Here’s an example. Suppose you have a language model that is able to fix basic test failures. You, a human being, put up a PR that fails a test after a five-minute CI run. You click into the log for the failure and scroll down until you see failure traceback. You paste it into your agent and say “fix this.” It fixes a bug in your code to get the test to pass, but five minutes later, the next CI run fails because the fixed code reveals another issue. You repeat the process, clicking into the logs, pasting the message, having the agent fix the bug, committing and pushing. You check on the build and see that it passed. Congratulations, you used AI to solve a problem! It only took you fifteen minutes of lost focus.

Now instead of manually pasting the CI output to your agent, suppose that you asked Claude Code to run cimonitor watch after every push and fix problems that have obvious solutions. So when the first run fails, the agent noticed the error, pushed the first fix, noticed the second error, and pushed the second fix. You fired it off one time and started working on something else. With enough tools to observe the outcome and the ability to run those tools, you fired it off once and went to work on something else. You still had to check on it at the end, but you had two fewer interruptions.

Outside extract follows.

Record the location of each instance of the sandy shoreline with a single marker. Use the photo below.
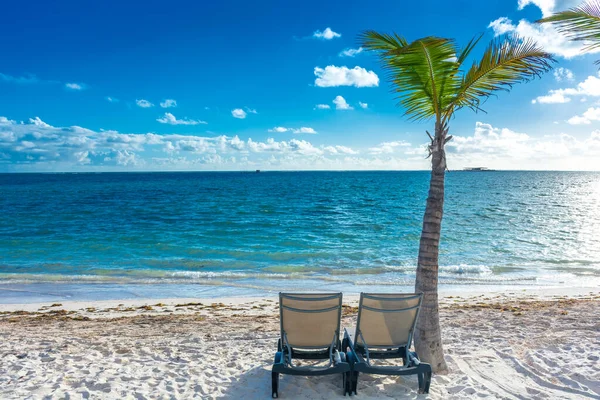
(504, 345)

A good general rule is, any time you copy and paste to or from an agent, find a way to automate it, probably using a command line tool or MCP server. Investigate log forwarding or use persistproc to make sure your agents can read your logs.

Multitask

Let’s continue with the example above. Now you’ve got Claude Code waiting on a CI job for your branch, so you’re free to do whatever. But your git clone is tied up with this CI thing! What do you do?

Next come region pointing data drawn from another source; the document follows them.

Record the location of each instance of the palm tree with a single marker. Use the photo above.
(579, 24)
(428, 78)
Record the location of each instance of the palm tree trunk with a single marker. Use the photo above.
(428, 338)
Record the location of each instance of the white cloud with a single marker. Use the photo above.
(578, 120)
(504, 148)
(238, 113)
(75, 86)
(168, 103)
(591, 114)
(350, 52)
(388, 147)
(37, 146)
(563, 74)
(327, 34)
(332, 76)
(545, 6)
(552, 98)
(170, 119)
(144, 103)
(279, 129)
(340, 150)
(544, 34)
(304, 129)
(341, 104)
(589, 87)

Developers are used to working out of “their clone” of a git repo. Dev tooling in organizations is mostly set up based on this assumption. In a world of agent-assisted coding, I don’t think this is reasonable anymore because agents encourage you to multitask.

I believe this is one of the frontiers of tooling as far as developer productivity goes. Engineers who embrace coding with agents will have multiple worktrees or containers or cloud VMs at the same time, dedicated to different ongoing coding tasks. During the workday I’ve started using a small script that wraps git worktrees and it’s been going well, but I suspect more will happen in this space, especially open source tools.

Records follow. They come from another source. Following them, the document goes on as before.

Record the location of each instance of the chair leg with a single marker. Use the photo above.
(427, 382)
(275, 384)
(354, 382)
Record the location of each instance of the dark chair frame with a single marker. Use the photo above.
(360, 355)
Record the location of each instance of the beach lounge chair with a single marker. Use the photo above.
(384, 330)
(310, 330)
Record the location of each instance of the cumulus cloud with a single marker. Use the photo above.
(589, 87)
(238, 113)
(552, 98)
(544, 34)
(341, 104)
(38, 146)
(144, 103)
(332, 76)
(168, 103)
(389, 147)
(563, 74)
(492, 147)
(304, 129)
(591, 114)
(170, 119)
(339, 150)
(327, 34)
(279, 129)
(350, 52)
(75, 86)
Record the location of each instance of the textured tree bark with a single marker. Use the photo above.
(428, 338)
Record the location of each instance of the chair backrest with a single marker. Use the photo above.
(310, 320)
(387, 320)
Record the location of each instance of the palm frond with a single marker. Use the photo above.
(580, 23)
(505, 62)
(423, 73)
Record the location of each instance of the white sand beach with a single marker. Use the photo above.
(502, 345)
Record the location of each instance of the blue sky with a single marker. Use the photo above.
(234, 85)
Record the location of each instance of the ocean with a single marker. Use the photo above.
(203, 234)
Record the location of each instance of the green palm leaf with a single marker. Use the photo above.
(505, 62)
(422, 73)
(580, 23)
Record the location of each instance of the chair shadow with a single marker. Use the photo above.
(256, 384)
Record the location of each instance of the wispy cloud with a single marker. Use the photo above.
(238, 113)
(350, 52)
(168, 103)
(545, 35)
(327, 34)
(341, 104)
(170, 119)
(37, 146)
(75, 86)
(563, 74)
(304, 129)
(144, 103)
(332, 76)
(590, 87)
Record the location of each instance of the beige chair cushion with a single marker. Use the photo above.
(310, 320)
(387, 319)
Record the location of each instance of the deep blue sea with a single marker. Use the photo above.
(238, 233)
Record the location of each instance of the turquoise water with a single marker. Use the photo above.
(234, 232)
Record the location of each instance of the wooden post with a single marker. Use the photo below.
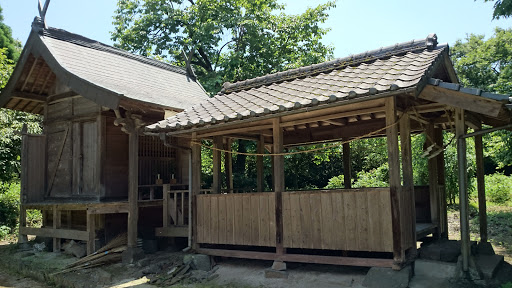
(228, 165)
(480, 181)
(408, 181)
(279, 185)
(394, 181)
(432, 182)
(463, 191)
(91, 230)
(217, 176)
(56, 225)
(347, 165)
(259, 164)
(133, 187)
(441, 185)
(165, 205)
(195, 186)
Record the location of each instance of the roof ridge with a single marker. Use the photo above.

Prompt boldly, commit conservatively

One way in which I differ from a lot of AI hypefolk is that I don’t let agents commit my changes. I manage the staging area using Tower and make sure I understand every change that goes into a commit.

This workflow allows me to ask an agent to do something really ambitious, and just back out of the whole thing if it goes badly. It’s one area where my “classical engineering productivity” skill of being good at Git has served me well in the coding-with-agents era.

This is how I operate at work. But at home, on side projects, I do let Claude commit on my behalf because the stakes are lower and the problems are simpler.

It is worth finding out whether it works for you

This might sound like a lot of work. Maybe you’re skeptical that this can ever work. Maybe this isn’t why you got into coding and agent-assisted coding seems like a black hole for joy. Maybe you don’t like the vibes you get from AI companies. Or maybe your coworkers are submitting low-quality AI-generated pull requests without checking the results and you don’t want to be like that.

I’ve heard all of these things from friends, coworkers, and social media posts. I agree with at least one.

But despite all that, I find myself seeing a step change in my output without a drop in quality. It energizes me because I love building, and it scares me because I believe the bar will raise for engineering productivity across the industry and I need to stay employed.

So, seeing an opportunity to become more productive without spending more time, I take it. It seems like the rational thing to do. This entire article is a distillation of what I’ve learned just by practicing and experimenting. I still think I’m half as productive as I could be with the right tooling, and there are so many new plugins to install.

No part of this post was generated by an LLM.